Seed plants: More on Morphology

The seed contains and disperses the embryo.

Below you can see a diagram showing the various parts of a typical seed. The seed includes three primary regions: the embryo, nutritive tissue, and seed coat. The embryo is the young sporophyte plant. This is what will grow into the new tree, shrub, vine, etc. The embryo is usually surrounded by some sort of nutritive tissue which will feed it during its early growth, until it can establish its own root system and leaves to support itself. The origin of this nutritive tissue varies from group to group of seed plants. Nutrients in the tissue are absorbed into the developing embryo by specially modified leaves called cotyledons. In some plants, the cotyledons may absorb all the nutrients before the seed is even dispersed, storing the food inside themselves.

Around the whole seed is a layer called the seed coat. This layer may be thick or thin, depending on the species, but it often contains light-sensitive chemicals. When conditions are right -- there is appropriate light and water -- the seed coat may trigger the germination of the seed. Many plants use this to break a period of dormancy, when the embryo remains inactive. This dormancy can be very important for plants in seasonal habitats, or any environment where the water or light vary greatly over time.

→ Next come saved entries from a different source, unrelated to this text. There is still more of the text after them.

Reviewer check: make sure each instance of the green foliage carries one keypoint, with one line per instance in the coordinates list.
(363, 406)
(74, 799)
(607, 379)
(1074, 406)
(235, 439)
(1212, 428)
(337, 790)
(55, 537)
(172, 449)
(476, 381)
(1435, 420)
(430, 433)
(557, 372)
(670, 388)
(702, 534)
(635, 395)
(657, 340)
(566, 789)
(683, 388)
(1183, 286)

The seed does not develop from just any part of the plant, but from special structures called ovules. The ovule is an immature seed, which does not yet contain a viable embryo. It is only when the egg cell inside the ovule is fertilized by sperm that the ovule is called a seed. The ovule is surrounded by integument tissues which produce the seed coat, and in the earliest seed plants another layer called the cupule enclosed the entire ovule / seed.

Seed plants produce wood and periderm through secondary growth.

While all plants may grow larger by primary growth from their branch tips, not all plants are capable of secondary growth. Secondary growth is the increase in diameter of existing tissues and organs, and this process results in secondary tissues. In seed plants, two kinds of secondary tissues are produced: wood and periderm.

Wood is produced by the vascular cambium, a layer of cells whose job it is to divide off cells for new conducting tissues. The vascular cambium is a cylindrical region running through the entire stem of the plant, and branching into every twig and limb. When the cells of this cambium divide, they may produce new cells toward the outside of the cylinder, or toward the inside. Those which split off to the outside of the cylinder become new phloem tissue, which transports the sap of the tree and thus moves food manufactured in the leaves down to the roots. Those cells which split off toward the inside of the cylinder become new xylem tissue, which transports water and minerals up from the roots, and also provides for movement of materials between the exterior and interior of the plant. When a great deal of xylem accumulates, it is called wood; plants with wood may be trees, shrubs, or stout vines.

Periderm is the other product of secondary growth; it is produced by the cork cambium, a cylindrical layer of cells which develops not far under the outer skin (epidermis) of the plant. Like the vascular cambium, the cork cambium divides new cells toward the inside and toward the outside. Those which are produced toward the outside become the particularly important tissue called cork. Cork is important because it replaces the original outer layers of tissue as the plant grows. A young plant begins with a smooth intact surface, but the growth of two cambial layers producing new tissues strains this outer layer, causing it to rupture. Cork is produced to replace these lost tissues, and thus protect the inner tissues. Usually, this new cork will have a different texture, and may even later be replaced by additional new cork. Together, the periderm and the phloem (which lies just to the inside of the periderm) are called the bark.

Secondary growth in stems: Above, you can see sections made from the stem of Tilia (Basswood) made after one, two, and three years of growth. The smallest stem is the youngest, and the largest is oldest.

Secondary growth, as described above, occurs only in seed plants and a few of their extinct close relatives, such as the progymnosperms. Even so, not all seed plants actually produce such secondary growth; the monocots are one such group which lacks this kind of growth. There are a number of other groups which do develop secondary tissues, such as some extinct lycophytes and sphenophytes, and their secondary growth occurs by a similar process, though it differs in a number of important details. The extinct scale trees, for instance, produced woody growth enough to reach heights of several dozen meters, but their primary support was their periderm (bark, not wood), and both cambia were unifacial, that is they divided new cells only toward one side of the cambium, and not to both sides as in seed plants.